I was running out of new ideas, but even walking barefoot to the beach that was just beyond my porch was something that would have made him furious. That was what I would do, I decided. I’d go to the beach.
I’d pulled on a long flowing skirt and a tank top. Another one of my small rebellions. I looked like a modern day hippy, my short, choppy hair already disheveled from the ever-present breeze. I’d tied a bandana around my wrist. Once I settled down to work on my sketches, I’d need it to keep my hair back, but for now, I loved the feel of the wind.
With my bag over my shoulder, I headed out the back door. I didn’t know how long it would take my shadow to find me. Sooner or later, when I didn’t show up through a window, he’d come looking, but for a little while, I was untethered.
There was coffee in a thermos and I munched on toast as I walked. Gulls circled overhead and a few came down to land close by, hoping I’d toss down my meager breakfast. They could hope as much as they wanted. They weren’t getting my toast.
My phone beeped just as I reached the table at the very edge of my property, right before it gave way to sand. It wasn’t quite ten but others were already hitting the beach and as I pulled out my phone, I studied everybody, distrust as much a part of me as the color of my eyes.
After I’d assured myself that none of them were my ex, I looked at my phone screen. Instinctively, a smile curled my lips.
It was Seth, or rather a picture.
He and Marla were standing by one of the kiosks that rented out movies and he was pretending to gag himself while Marla fanned herself with the chosen movie.
I laughed and texted him back.
Don’t watch it without me.
The best thing that had happened since I’d left Boston had been meeting Seth, the hottest, most intense man I’d ever met. When he knocked on my door, he’d terrified me.
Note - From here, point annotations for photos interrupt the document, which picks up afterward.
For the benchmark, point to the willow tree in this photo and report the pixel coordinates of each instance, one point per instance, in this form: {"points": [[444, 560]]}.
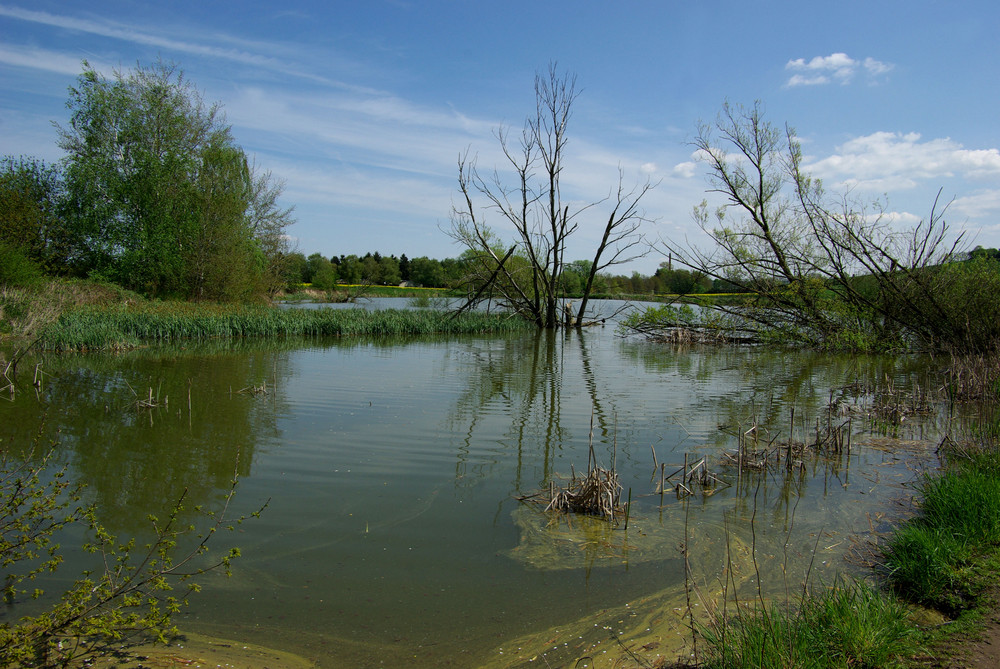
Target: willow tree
{"points": [[829, 270], [159, 196], [525, 274]]}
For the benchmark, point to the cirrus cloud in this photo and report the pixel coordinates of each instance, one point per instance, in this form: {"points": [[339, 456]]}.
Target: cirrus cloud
{"points": [[885, 161]]}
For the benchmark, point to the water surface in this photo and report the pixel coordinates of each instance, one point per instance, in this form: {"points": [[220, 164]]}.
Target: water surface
{"points": [[393, 533]]}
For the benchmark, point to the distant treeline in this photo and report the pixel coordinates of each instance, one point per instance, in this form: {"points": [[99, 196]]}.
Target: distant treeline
{"points": [[374, 268]]}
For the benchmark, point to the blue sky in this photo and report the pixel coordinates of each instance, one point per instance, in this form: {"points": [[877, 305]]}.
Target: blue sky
{"points": [[363, 108]]}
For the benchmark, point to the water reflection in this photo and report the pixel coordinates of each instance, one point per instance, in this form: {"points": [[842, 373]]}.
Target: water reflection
{"points": [[392, 465]]}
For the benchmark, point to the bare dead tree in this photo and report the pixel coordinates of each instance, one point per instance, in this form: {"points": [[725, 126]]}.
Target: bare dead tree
{"points": [[528, 282]]}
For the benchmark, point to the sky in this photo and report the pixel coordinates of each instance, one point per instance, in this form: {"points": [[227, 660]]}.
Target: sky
{"points": [[363, 108]]}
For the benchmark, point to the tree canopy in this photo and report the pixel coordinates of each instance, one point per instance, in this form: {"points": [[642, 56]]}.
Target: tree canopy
{"points": [[159, 197]]}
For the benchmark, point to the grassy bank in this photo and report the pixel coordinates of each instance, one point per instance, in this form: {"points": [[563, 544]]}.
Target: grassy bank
{"points": [[125, 326], [73, 315], [946, 559]]}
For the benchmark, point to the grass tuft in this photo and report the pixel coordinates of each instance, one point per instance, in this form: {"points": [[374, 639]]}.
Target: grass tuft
{"points": [[850, 625], [127, 325]]}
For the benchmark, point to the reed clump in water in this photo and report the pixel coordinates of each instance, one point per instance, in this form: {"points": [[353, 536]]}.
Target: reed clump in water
{"points": [[598, 493]]}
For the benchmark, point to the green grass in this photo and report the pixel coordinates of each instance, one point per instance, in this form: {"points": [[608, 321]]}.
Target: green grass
{"points": [[946, 557], [129, 325], [850, 625]]}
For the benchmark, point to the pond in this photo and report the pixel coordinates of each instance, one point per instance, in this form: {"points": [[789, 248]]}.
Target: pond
{"points": [[393, 533]]}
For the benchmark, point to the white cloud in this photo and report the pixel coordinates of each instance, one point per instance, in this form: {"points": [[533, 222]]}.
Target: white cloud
{"points": [[887, 161], [685, 170], [836, 67], [39, 59], [981, 205]]}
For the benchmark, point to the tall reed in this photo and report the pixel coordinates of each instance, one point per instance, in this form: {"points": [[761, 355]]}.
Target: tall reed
{"points": [[126, 326]]}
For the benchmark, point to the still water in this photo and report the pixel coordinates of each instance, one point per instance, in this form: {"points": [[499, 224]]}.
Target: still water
{"points": [[391, 467]]}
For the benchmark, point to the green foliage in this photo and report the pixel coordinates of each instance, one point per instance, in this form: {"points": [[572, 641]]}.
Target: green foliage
{"points": [[159, 198], [30, 196], [16, 269], [831, 272], [134, 593], [944, 557], [125, 326], [849, 625]]}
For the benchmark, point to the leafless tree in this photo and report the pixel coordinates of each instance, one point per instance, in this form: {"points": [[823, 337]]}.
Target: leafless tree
{"points": [[527, 276]]}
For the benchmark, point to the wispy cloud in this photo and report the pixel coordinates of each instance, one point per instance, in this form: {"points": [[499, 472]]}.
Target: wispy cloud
{"points": [[837, 67], [886, 161], [39, 59]]}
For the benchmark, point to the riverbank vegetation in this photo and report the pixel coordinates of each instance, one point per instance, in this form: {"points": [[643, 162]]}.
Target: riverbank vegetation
{"points": [[828, 271], [61, 316], [932, 579]]}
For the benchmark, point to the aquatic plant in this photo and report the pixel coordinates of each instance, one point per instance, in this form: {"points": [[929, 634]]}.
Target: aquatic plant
{"points": [[125, 326]]}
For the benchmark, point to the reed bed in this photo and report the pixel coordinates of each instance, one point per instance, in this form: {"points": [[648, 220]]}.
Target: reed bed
{"points": [[598, 493], [128, 326]]}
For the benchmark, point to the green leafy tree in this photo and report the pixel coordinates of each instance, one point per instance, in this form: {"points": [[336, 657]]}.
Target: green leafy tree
{"points": [[427, 272], [30, 195], [159, 197], [830, 271], [134, 594], [404, 268], [350, 269], [389, 271]]}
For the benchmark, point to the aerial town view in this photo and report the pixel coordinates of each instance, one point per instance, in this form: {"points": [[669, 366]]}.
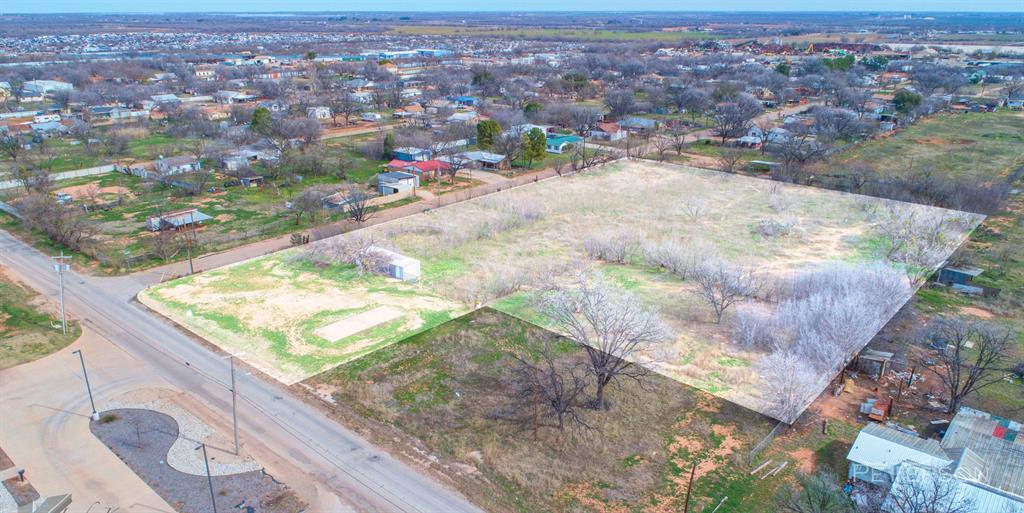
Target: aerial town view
{"points": [[593, 257]]}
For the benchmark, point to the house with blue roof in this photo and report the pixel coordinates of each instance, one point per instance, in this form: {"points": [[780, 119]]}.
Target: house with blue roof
{"points": [[557, 143], [466, 100]]}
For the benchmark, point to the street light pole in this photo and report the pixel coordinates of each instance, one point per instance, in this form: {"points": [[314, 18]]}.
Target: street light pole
{"points": [[81, 358], [60, 267], [235, 396], [209, 478]]}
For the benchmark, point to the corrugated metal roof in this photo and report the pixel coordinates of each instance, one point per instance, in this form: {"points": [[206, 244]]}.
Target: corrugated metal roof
{"points": [[885, 449], [994, 440]]}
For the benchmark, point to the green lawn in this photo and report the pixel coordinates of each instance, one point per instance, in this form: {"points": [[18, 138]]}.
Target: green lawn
{"points": [[27, 333]]}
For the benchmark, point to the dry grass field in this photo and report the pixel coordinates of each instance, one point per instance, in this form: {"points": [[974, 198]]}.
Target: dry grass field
{"points": [[501, 250]]}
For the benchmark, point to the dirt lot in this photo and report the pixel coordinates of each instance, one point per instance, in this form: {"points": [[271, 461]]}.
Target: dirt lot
{"points": [[448, 389], [30, 326]]}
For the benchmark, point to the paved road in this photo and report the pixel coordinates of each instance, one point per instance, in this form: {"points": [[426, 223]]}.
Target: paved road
{"points": [[339, 460]]}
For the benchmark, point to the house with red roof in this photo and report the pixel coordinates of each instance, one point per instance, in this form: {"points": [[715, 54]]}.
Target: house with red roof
{"points": [[424, 169]]}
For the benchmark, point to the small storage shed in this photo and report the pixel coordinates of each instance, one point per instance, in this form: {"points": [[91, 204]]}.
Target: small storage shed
{"points": [[957, 275], [401, 266]]}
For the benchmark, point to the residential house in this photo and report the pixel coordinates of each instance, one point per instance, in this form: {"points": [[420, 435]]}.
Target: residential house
{"points": [[251, 154], [178, 219], [230, 97], [206, 73], [46, 87], [560, 143], [165, 98], [410, 111], [410, 154], [466, 100], [978, 459], [485, 160], [49, 129], [176, 165], [465, 117], [273, 105], [396, 181], [318, 113], [638, 125], [608, 131], [424, 170], [519, 130]]}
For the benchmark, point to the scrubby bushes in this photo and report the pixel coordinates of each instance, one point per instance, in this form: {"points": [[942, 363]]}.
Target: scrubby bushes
{"points": [[821, 318]]}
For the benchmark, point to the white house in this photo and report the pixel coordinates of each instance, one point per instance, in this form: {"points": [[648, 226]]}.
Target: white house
{"points": [[318, 113], [177, 165], [978, 461], [44, 87], [878, 452]]}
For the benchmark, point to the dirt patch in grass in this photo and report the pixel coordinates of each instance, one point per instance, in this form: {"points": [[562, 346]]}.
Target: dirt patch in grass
{"points": [[976, 311], [28, 331], [83, 191], [804, 460]]}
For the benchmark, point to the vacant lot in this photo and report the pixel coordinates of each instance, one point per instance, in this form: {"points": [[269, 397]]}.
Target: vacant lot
{"points": [[449, 388], [294, 319], [988, 146], [28, 331], [984, 145], [500, 250]]}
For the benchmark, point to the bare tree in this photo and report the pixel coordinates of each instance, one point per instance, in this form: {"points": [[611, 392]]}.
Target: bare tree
{"points": [[309, 204], [609, 325], [357, 205], [790, 384], [923, 489], [359, 250], [678, 138], [816, 493], [974, 355], [721, 286], [729, 160], [918, 241], [61, 224], [734, 118], [549, 392]]}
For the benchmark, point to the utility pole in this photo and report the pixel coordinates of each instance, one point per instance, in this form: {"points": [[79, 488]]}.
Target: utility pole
{"points": [[209, 478], [235, 395], [689, 487], [188, 241], [95, 415], [59, 268]]}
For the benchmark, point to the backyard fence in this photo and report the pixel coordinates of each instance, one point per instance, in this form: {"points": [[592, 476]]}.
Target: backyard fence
{"points": [[66, 175]]}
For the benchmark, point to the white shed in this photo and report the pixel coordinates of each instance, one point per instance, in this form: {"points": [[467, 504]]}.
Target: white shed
{"points": [[879, 451], [401, 266]]}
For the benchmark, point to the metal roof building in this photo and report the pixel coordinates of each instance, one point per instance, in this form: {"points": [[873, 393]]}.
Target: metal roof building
{"points": [[879, 451], [979, 462]]}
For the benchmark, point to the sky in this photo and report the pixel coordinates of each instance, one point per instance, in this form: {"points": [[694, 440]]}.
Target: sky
{"points": [[517, 5]]}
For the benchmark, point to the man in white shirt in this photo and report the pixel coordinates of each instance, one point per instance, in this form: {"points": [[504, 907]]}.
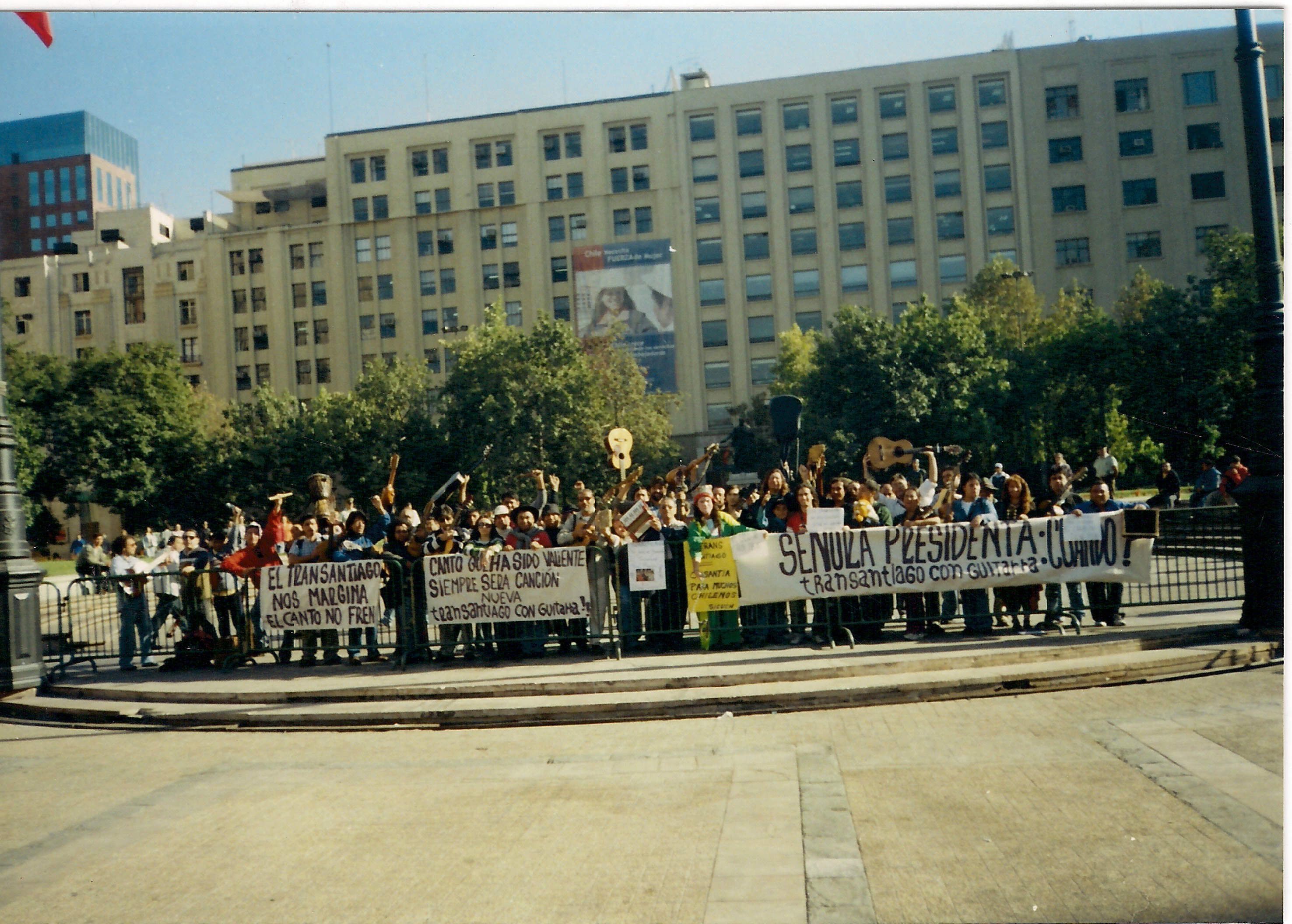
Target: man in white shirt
{"points": [[133, 606], [1106, 468]]}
He’d been with another equally hot man—his lover at the time—and I’d been so scared I’d barely been able to vocalize two words.
They’d known it, too.
But Seth had refused to leave, insisting that he had something important to tell me. In the end, he’d asked if I could at least meet him at the little coffee shop in town.
I’d agreed.
He’d told me that I had to promise to be there, otherwise, he’d just come back and knock, and sing very badly, until I agreed to talk to him.
I’ve learned over the years that Seth does sing very badly indeed.
I als
o learned that his lover, Tony, would have been just fine if I hadn’t met them at the coffee shop.
Seth, though, was a tattooed, tarnished knight, always looking for somebody in distress.
He had a record—petty theft and other issues that had landed him in jail for a year—but he was trying to turn his life around, going to school, paying bills. He explained all of that upfront, while I sat there, confused and not quite following. Then he told me that my ex-husband had approached him.
The pieces clicked and fell together as he explained that my ex had tried to bribe him to watch me.
He lived in the house just across from mine and it would have been a perfect plan, except Seth wasn’t an asshole.
My heart had knocked against my ribs the entire time and I’d waited, terrified of what he was going to say, even though a part of me already knew. I’d already seen one of the neighbors who was either really into fruit, or just too fixated on me, because he showed up every time I was at the fruit stand to buy more mangos for the smoothies I’d gotten addicted to.
My ex-husband was having people watch me.
Seth had been willing to testify. We called the cops.
Cops came by to talk to Seth a few days later, then drove off.
When I asked him what happened, he refused to tell me.
But I knew it had something to do with my ex.
I’m surprised Seth’s still my friend.
Tony isn’t. They fought for weeks and less than three months after that, Tony moved out.
He met Marla a few months later and they’ve been together ever since. I think he’s seriously in love with her. He had grinned at me when I saw them together and told me, “I never did see the point in tying myself down on anything. I go both ways.”
It had made me laugh, even as I wished I could be more like that. I do nothing but tie myself down. To my fear, to the memories. To my husband’s controlling nature.